Garance, Andrinople, Carmin, Rubis, Cramoisi…

 OUI, aujourd’hui c’est du ROUGE qu’il s’agit ! Mais NON, on ne parlera pas de la Saint-Valentin… Notre Abeille Martine s’est penchée sur la broderie rouge qui connaît un regain d’intérêt depuis quelques années.

Broderie rouge et Redwork

Dans notre groupe, certaines de nos amies sont de virtuoses brodeuses et maîtrisent cet art avec talent, pour d’autres c’est une découverte.

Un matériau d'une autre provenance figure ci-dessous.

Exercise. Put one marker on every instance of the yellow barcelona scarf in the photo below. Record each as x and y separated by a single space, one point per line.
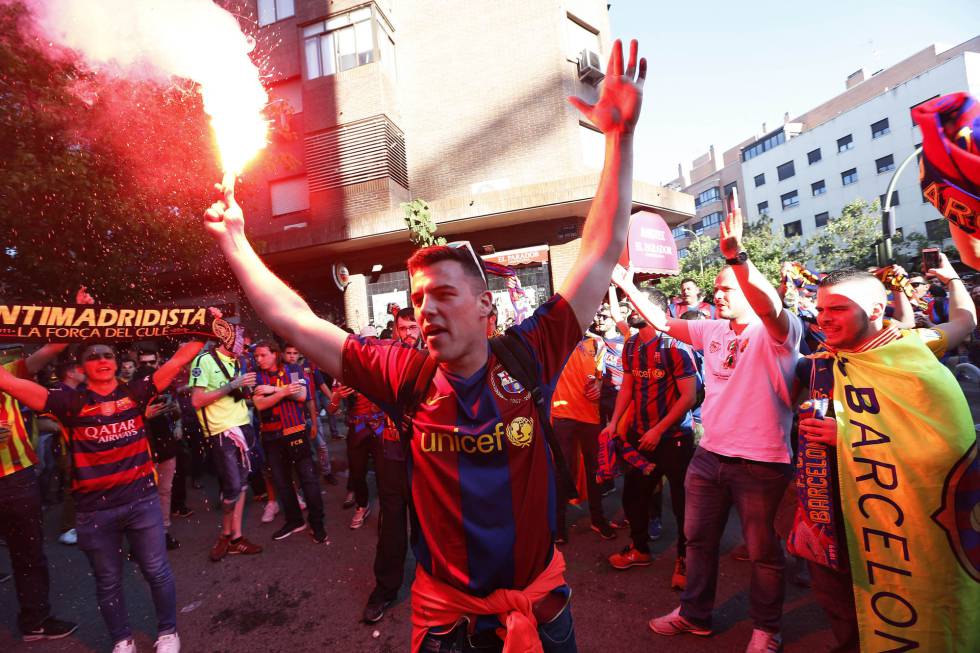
910 493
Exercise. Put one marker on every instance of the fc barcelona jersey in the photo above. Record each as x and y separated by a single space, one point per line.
481 474
110 454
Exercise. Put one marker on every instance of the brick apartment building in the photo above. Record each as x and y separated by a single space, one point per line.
461 104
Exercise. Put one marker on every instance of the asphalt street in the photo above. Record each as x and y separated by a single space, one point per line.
298 596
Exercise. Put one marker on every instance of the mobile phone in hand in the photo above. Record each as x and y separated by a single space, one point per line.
930 258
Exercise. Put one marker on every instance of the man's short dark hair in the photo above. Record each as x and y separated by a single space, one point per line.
406 314
844 275
429 256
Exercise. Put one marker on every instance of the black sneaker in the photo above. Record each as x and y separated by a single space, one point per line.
375 609
319 534
604 530
288 530
50 628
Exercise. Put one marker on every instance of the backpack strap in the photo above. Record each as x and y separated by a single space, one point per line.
514 355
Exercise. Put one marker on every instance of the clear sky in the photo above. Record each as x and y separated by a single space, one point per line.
719 69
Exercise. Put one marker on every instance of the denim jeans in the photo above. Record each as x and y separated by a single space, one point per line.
100 536
713 485
557 636
21 527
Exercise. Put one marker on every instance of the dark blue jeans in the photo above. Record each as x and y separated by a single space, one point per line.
100 536
22 529
557 636
713 485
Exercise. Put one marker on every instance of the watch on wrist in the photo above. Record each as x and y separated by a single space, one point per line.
738 259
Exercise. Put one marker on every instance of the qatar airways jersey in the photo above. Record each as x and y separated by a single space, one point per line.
110 453
481 474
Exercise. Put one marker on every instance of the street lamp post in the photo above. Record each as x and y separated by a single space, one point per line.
697 239
884 252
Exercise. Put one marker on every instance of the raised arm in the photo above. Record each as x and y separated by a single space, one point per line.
761 295
604 234
164 376
278 305
962 312
33 395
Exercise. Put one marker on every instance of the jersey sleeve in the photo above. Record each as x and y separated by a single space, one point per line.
62 402
682 363
376 368
551 333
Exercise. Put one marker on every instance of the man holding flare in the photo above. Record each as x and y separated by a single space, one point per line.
496 570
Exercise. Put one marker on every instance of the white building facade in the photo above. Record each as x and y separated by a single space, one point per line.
802 175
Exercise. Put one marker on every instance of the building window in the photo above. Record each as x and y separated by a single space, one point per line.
593 146
937 230
289 195
880 128
271 11
763 145
710 195
712 219
581 36
790 199
885 163
881 199
343 42
785 171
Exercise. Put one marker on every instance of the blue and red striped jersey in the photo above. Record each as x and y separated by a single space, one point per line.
288 416
656 367
480 471
110 453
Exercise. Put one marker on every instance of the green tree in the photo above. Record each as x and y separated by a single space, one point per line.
849 240
421 225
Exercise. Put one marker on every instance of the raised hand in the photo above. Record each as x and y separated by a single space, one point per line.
730 239
621 94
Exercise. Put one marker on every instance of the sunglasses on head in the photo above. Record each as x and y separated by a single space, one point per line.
465 245
100 355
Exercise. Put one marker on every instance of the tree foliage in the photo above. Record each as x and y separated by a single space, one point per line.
421 225
104 179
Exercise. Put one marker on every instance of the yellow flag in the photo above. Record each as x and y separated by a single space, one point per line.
910 493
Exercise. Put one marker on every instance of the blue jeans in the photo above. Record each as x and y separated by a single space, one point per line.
557 636
100 536
713 485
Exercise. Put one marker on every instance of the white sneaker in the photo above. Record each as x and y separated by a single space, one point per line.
167 644
270 511
360 515
124 646
763 642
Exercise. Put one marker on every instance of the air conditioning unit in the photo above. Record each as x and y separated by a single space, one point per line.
588 68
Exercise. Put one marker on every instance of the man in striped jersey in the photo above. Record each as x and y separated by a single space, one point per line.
114 482
20 507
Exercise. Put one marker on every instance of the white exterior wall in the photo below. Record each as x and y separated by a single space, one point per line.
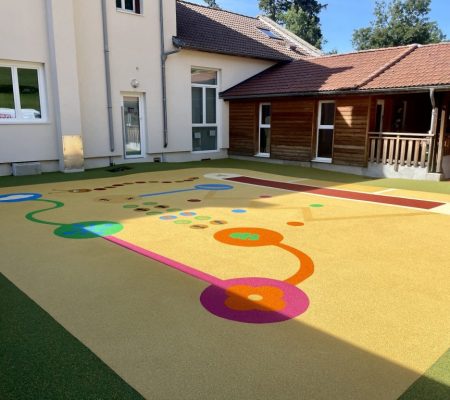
232 70
23 29
80 81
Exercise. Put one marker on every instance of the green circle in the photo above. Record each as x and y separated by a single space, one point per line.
203 218
183 222
88 229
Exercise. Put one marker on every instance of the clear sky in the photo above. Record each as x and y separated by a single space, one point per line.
341 17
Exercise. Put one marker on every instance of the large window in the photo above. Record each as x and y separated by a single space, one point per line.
264 130
204 109
325 131
21 94
133 6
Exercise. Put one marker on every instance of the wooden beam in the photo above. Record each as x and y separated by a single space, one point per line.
441 139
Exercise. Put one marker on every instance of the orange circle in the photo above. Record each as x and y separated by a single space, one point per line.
294 223
249 237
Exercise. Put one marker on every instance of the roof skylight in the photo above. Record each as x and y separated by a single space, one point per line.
271 34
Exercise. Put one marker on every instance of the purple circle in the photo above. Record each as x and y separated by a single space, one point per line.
213 299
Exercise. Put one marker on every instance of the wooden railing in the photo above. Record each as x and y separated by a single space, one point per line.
400 149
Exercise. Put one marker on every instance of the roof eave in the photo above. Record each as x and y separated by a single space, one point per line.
185 46
341 92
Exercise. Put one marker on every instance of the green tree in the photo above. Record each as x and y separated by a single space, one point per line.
299 16
212 4
397 23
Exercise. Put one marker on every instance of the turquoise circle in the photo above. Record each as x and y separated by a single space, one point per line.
88 229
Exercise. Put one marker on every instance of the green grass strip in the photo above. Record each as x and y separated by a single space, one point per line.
434 384
39 359
279 169
57 204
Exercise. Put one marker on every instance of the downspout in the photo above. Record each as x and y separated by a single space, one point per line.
108 75
164 56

J’aime réaliser des ouvrages avec la broderie rouge et mon intérêt ne se dément pas, en découvrant son histoire passionnante.-anna-simmig-1894-marquoir-rouge-au-point-de-croix

Marquoir Anna Simmig – 1894

La broderie en rouge fut utilisée en Europe à partir du XVIIe siècle notamment pour la réalisation des marquoirs, tableaux faits par les jeunes filles apprenant le point de croix, afin de marquer ensuite le linge (le plus souvent avec les initiales familiales).
On trouvait également, en Alsace et en Allemagne, des dessins purement décoratifs au fil rouge sur le linge de maison réalisés au point de croix mais aussi au point arrière ou 
au point de tige.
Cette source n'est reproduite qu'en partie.